1. 2PASS[4](2-Phase Asynchronous Secure Search):

Hu and Xu proposed a novel framework of 2PASS[4]. The Spatio-temporal granularity techniques allow user to define the location granularity area which he is exposed. While previous works only focus on minimizing the cloaked region by satisfying the privacy metrics to indirectly minimize the bandwidth, and they did not consider much the query content. For example as a nearest neighbor query, a user wants to search the nearest restaurant from his location, a simple and direct method is to generate a region with granularity metrics of T which is covering the user's location, and send query request to the service provider for the anonymity region. Then Service Provider will return all detailed content for all possible nearest neighbor objects in the cloaked region to the user, and the user will decide the final resulted objects based on his genuine location, as shown in Fig.4.(a). There is two deficiencies for this method, the first is that the processing time of the service provider might be too many possible nearest neighbor objects for the cloaked region and the service provider needs to check all possible objects; the second is the result return time might be too long due to the fact that the detailed content along with the objects sent by the service provider might be too much, that to increase the data transmission overhead.

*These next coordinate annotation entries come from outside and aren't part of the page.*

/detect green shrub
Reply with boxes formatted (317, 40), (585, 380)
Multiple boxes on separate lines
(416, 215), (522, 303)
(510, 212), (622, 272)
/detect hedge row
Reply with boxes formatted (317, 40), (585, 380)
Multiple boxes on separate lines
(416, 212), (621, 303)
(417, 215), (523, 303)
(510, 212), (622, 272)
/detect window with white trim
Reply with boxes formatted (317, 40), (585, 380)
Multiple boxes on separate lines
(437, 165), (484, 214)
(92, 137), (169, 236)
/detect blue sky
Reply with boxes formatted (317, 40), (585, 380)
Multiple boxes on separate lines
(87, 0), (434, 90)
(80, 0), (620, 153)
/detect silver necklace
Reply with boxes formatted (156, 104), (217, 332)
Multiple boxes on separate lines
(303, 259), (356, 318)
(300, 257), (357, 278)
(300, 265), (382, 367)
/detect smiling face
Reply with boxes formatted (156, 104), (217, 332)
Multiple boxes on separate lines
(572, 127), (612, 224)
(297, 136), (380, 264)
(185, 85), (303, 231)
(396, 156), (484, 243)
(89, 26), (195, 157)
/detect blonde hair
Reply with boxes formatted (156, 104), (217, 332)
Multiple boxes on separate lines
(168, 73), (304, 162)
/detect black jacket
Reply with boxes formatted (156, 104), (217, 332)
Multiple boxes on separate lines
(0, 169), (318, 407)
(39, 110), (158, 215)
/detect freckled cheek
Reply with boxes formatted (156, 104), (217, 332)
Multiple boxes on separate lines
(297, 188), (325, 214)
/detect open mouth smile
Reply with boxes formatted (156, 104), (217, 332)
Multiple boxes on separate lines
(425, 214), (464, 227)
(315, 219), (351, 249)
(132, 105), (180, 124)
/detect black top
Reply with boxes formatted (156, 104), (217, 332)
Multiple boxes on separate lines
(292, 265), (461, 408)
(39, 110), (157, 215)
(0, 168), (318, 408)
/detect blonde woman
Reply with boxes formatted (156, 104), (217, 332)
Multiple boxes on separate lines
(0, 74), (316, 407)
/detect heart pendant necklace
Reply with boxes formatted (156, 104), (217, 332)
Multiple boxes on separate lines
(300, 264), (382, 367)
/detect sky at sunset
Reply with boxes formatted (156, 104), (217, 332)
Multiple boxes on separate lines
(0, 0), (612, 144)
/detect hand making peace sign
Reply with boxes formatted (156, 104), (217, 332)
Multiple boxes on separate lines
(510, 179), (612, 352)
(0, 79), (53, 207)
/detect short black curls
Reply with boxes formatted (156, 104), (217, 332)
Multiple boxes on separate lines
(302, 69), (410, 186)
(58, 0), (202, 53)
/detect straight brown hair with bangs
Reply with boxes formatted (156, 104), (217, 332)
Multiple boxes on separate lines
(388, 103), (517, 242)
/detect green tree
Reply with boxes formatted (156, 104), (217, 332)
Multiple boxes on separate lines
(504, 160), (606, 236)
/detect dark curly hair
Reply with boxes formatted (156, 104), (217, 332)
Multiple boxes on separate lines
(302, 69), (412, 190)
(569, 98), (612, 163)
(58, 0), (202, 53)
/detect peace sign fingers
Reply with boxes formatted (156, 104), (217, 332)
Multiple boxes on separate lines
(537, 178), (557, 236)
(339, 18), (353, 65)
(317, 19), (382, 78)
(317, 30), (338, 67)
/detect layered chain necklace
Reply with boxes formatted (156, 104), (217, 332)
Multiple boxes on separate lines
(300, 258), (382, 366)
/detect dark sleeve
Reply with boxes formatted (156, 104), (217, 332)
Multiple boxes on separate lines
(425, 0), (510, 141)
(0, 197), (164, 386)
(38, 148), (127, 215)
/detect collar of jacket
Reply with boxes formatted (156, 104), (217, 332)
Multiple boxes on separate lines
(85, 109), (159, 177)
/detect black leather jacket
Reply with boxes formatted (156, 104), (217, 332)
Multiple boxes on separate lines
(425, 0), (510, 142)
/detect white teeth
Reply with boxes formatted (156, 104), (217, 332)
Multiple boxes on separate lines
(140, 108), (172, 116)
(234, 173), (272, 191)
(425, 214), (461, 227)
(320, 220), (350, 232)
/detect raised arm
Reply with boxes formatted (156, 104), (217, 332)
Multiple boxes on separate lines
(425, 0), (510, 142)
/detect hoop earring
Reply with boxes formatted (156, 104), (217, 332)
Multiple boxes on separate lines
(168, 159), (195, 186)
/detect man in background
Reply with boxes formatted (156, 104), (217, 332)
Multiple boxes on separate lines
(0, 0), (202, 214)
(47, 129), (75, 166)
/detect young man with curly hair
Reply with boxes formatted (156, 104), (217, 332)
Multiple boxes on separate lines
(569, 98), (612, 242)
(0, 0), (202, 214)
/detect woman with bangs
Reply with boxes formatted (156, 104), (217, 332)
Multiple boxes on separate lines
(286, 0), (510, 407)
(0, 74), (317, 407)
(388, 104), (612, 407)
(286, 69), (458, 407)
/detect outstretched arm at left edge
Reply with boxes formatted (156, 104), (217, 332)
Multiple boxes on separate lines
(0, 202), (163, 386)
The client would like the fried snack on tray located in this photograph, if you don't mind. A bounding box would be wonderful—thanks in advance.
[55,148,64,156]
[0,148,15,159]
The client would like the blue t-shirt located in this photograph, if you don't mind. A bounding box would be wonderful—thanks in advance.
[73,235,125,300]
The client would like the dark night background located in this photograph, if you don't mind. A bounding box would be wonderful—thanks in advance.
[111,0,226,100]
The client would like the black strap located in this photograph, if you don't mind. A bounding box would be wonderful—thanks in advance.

To overcome this problem, a 2PASS framework by adopting the Voronoi cell is proposed, as shown in Fig.4. (b).Given a set of n objects, a Voronoi diagram divides the space into n partitions [5]. Each partition is called a Voronoi cell and corresponds to one object, each object can be viewed as a nearest neighbor of any point of its Voronoi cell. By connecting all objects in each cell, it becomes to the weighted adjacency graph(WAG), where the weight of a vertex is the area of the corresponding Voronoi cell. as shown in Fig.5.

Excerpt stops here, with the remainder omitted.